Guatemala

History

Guatemala endured more than 36 years of internal conflict, which formally ended with the signing of the Peace Accords at the end of 1996. Rates of crime in Guatemala have since been very high. An average of 101 murders per week were reported in 2016, making the country's violent crime rate one of the highest in Latin America. In the 1990s Guatemala had four cities feature in Latin America's top ten cities by murder rate. Like other Central American countries, the proximity of Guatemala to the United States provides a natural route for arms trafficking.

Problem

A large number of weapons are still in circulation in the country, used by organized criminal groups for control of drug-trafficking routes – mainly to the United States. The proliferation of SA/LW has had devastating effects on local communities causing deaths and migration of civilians, both across the region and to the United States and Mexico.

Solution

The HALO Trust’s mission is to work with the armed forces, including the military and the National Civil Police, as part of a security strengthening initiative from the United States Government. We aim to provide support for the clearance of the debris of war, disarmament and help with weapons and ammunition stockpile management.

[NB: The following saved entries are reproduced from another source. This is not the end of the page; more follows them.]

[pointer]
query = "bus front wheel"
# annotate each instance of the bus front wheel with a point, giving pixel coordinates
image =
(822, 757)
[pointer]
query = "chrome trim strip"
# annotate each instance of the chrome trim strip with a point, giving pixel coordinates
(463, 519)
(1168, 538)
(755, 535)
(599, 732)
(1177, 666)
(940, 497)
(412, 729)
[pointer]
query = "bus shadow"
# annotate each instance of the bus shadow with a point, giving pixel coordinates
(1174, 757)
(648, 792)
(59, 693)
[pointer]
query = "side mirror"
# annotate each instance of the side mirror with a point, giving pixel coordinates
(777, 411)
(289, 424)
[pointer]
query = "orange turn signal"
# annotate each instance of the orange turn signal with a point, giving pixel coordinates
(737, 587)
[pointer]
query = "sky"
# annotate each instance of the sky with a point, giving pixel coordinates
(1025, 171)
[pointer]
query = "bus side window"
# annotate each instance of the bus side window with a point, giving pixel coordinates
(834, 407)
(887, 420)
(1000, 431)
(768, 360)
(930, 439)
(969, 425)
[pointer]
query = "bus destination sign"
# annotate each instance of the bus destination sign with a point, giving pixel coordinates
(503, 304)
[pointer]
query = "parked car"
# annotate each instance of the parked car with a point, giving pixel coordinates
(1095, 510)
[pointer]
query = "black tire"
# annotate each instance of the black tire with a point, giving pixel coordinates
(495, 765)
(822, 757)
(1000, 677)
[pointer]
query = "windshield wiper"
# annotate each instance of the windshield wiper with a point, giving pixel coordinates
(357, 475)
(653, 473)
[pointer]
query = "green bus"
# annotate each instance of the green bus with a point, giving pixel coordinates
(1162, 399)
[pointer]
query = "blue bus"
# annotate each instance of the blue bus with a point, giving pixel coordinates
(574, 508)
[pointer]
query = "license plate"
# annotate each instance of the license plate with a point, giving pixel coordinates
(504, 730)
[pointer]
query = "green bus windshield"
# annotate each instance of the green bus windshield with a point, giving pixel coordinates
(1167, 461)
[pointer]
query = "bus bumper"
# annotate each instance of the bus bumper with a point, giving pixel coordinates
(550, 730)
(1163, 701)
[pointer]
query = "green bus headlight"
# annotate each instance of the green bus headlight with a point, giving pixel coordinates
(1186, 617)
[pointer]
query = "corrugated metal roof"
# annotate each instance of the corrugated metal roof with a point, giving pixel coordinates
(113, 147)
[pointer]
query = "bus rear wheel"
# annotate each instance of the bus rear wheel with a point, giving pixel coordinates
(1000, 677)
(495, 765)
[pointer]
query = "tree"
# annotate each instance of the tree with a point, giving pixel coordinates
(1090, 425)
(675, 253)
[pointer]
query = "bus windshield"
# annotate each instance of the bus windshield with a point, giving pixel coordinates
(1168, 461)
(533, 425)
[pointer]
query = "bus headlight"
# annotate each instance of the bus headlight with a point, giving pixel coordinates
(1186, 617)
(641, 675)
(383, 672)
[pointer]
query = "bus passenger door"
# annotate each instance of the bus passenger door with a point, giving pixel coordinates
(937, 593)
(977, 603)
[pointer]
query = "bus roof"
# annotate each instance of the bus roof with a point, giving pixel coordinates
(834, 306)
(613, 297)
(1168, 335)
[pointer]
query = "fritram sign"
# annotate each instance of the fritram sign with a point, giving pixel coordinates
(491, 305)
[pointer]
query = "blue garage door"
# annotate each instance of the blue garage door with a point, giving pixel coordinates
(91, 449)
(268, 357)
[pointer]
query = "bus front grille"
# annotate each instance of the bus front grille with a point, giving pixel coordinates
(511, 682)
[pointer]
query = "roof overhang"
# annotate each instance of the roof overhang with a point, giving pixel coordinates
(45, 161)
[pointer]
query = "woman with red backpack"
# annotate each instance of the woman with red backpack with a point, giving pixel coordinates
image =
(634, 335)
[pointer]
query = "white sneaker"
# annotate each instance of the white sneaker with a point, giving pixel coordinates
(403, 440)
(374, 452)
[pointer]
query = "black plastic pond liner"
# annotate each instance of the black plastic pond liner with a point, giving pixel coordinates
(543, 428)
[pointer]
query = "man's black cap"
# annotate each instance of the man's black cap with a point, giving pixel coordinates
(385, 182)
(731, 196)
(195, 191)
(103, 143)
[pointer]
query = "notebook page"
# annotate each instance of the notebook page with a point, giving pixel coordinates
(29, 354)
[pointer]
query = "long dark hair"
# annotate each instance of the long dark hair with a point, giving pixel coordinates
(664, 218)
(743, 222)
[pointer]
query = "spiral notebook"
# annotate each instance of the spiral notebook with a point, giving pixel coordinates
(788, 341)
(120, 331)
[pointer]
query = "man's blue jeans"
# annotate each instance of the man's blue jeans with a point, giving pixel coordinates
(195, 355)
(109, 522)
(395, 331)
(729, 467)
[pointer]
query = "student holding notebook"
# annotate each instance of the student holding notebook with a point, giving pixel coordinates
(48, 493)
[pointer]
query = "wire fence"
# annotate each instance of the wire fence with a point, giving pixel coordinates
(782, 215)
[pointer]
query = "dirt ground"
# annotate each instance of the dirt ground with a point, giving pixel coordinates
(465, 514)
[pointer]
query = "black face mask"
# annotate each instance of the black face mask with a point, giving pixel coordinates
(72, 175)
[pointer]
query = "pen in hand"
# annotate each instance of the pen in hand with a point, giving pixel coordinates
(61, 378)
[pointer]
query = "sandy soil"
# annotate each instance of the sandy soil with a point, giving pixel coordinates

With funding from the United States Government, HALO’s objective is to upgrade and restore explosive storehouses and armouries, to prevent unplanned detonations, which have happened before in Guatemala, and to secure the items stored inside.

HALO aims to work closely with the local armed forces to carry out the destruction of civil war-era weapon parts and explosive debris that are outdated or obsolete and are a source of risk to the population. Finally, HALO intends to provide training in explosive ordnance disposal to local Guatemalan authorities.

Next Steps

HALO Guatemala is liaising closely with the US Embassy in Guatemala and has been welcomed and actively supported by the Ministry of Defence. To date, HALO has established relationships with the Armed Forces and the National Civilian Police, and will continue to build relationships with local stakeholders.